Sparse arrays is a mathematical abstraction that completely ignores the implementation details. Formally, they are any matrix that has "many" zeros (or null) values. The practical problem is that most useful optimizations around sparse arrays require closely matching implementation details against the problem to be solved. With sparse arrays, implementation details are killers.

For instance, suppose the standard solution is adopted. The sparse array will be organized as an array of linked lists representing the rows, with each row containing another linked list that contains the individual data values. What happens if you want to do a matrix multiply? A matrix multiply requires a column by row lookup and a row by column lookup. One will be an O(1) lookup, and the other will be a O(n^2) lookup. This makes a full matrix multiply an O(n^5) operation, and memory is the least of everyone's worries.

To optimize the code, it is necessary to look closely at how the matrix will be built and used. However, as soon as that starts happening, the matrix multiply decomposes into a bunch of specialized matrix operations. At this point, the abstraction starts falling apart.

For example:

a) Assume the multiplication involves a diagonal matrix. Then the optimum solution is to store the diagonal matrix as a 1xn matrix, and specialize the matrix code. This was the favoured approach from numerical methods in C and Fortran.

b) Assume the multiplication involves a tridiagonal matrix. Then the optimum solution is to store the tridiagonal matrix as a 3xn matrix, and specialize the matrix code. Again, see numerical methods in C and Fortran, or just about any good matrix library.

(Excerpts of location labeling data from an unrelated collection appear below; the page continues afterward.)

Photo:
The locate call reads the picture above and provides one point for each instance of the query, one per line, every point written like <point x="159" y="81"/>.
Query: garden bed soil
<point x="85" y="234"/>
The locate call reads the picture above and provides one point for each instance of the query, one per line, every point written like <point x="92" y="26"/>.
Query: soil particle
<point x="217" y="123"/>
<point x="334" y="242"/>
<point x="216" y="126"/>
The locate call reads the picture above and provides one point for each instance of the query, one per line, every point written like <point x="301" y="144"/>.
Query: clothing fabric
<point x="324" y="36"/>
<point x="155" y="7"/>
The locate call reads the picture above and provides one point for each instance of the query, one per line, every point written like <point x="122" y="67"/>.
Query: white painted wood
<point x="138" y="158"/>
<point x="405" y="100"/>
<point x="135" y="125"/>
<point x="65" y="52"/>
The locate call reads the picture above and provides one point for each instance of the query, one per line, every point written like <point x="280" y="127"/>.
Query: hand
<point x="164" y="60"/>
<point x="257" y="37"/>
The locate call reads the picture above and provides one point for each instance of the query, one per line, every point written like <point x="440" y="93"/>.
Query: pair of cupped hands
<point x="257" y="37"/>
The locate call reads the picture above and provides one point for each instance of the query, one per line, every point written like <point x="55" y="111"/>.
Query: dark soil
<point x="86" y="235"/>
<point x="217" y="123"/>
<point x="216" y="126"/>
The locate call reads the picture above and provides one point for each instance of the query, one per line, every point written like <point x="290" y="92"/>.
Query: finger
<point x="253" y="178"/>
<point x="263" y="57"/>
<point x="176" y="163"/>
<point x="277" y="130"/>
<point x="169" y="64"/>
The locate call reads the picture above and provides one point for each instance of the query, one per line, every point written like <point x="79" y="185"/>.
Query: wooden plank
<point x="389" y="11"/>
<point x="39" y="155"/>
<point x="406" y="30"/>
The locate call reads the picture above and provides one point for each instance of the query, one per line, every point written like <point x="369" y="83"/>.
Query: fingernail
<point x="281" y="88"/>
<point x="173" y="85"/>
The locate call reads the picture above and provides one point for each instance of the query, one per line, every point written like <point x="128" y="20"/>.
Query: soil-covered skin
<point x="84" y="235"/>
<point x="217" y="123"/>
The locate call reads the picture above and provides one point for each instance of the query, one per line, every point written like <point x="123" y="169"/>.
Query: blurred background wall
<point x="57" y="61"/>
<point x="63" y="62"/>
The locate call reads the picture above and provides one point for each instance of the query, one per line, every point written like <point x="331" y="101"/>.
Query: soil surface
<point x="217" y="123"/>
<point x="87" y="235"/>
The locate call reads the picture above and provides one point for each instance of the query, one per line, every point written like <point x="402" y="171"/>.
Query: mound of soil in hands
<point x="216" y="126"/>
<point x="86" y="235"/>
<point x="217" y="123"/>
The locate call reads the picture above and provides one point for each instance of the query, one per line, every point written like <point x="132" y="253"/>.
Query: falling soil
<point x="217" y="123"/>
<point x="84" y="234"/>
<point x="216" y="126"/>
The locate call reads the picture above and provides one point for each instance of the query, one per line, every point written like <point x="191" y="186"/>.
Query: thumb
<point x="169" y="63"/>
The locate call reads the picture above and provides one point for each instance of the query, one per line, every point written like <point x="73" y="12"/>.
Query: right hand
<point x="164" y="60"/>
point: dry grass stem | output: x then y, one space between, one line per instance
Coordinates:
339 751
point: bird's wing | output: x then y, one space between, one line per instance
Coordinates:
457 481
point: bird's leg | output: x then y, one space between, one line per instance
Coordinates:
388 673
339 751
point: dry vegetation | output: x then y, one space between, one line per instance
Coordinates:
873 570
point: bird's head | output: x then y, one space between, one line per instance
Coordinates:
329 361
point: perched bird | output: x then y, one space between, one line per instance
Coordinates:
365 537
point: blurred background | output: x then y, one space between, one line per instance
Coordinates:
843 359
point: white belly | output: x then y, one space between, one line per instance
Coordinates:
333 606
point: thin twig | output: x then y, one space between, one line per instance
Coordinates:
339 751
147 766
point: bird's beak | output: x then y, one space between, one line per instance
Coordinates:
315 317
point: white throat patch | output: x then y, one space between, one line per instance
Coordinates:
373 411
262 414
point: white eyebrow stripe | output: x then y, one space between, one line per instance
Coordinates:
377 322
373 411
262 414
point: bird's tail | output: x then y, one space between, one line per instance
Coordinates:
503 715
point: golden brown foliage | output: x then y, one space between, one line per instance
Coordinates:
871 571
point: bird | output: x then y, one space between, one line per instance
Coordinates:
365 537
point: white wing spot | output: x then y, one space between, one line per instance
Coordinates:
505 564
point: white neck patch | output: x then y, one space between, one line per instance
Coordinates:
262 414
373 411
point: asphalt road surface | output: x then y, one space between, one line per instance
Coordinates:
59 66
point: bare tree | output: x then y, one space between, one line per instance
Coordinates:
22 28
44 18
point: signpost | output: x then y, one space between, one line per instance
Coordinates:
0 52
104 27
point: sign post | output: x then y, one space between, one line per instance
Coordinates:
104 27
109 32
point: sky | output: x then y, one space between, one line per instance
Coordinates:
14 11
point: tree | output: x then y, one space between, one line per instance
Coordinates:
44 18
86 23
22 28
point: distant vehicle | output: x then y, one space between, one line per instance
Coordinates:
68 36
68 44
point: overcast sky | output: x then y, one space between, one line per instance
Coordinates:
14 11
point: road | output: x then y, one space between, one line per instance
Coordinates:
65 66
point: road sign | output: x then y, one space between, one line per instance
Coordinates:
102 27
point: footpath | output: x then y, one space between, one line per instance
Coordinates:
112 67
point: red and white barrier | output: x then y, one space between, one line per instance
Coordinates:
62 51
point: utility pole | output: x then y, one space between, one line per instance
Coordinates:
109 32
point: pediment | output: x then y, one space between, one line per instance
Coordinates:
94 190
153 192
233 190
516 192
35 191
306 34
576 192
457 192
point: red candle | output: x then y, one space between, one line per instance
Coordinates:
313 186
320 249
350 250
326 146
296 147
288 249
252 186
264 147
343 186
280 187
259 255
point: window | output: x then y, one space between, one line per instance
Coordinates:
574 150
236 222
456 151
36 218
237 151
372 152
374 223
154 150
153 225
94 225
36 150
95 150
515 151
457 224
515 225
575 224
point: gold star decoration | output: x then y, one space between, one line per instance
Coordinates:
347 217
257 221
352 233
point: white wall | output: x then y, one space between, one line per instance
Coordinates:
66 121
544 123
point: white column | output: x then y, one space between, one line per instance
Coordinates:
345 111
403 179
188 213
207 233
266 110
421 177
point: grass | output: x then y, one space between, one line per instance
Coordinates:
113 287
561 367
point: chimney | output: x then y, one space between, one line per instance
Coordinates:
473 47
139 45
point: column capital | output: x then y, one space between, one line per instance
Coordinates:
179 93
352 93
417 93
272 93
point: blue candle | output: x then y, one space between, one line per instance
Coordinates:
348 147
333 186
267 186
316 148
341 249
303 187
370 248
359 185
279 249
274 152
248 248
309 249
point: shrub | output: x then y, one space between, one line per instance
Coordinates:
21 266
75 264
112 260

c) Assume the matrix operation involves a "control-systems" style matrix. One populated row, followed by a diagonal series of rows with one or two elements. The optimum solution is to develop specialized code. For most control systems problems, this matrix never changes.

d) Control systems often have a compact matrix representation involving a series of matrix multiplies. However, if the matrix multiplies are analysed, they become a much simpler sequence of equations that can often be executed in O(n^2) time instead of the longer O(n^3) time of the matrix multiplies. As such, develop specialized code. Both MatLab and Mathematica have functions where numerical operations can be broken down into there constituent formulas and saved as "C" code.

e) Assume we really need to frequently multiply a truly sparse array. Then build two sets of linked lists, one organized by row/column and another organized by column/row. Then both the row and column lookups can be done as an O(1) operation. The matrix multiply is a O(n^3) operation.

f) Just because the inputs to a matrix operation are sparse, doesn't mean the output array is sparse. I'm thinking of Singular Value Decomposition, some matrix multiplies, matrix inverses, matrix pseudo-inverses, and covariance matrices. Also, some matrices that appear in Quantum physics. In this case, matrix operations need to be further specialized to deal with creating non-sparse matrices from sparse-matrices. Additionally, some matrices may need to be rounded to sparse, even though they may be fully populated, like some covariance matrices.

In the end, sparse matrices are simply a descriptive term for a bunch of application-specific optimizations. Sparse matrices devolve into numerical optimizations that no-one cares about unless they are looking at an application that requires the specific numerical optimization. I'm not surprised high-school CS coders don't "understand" them.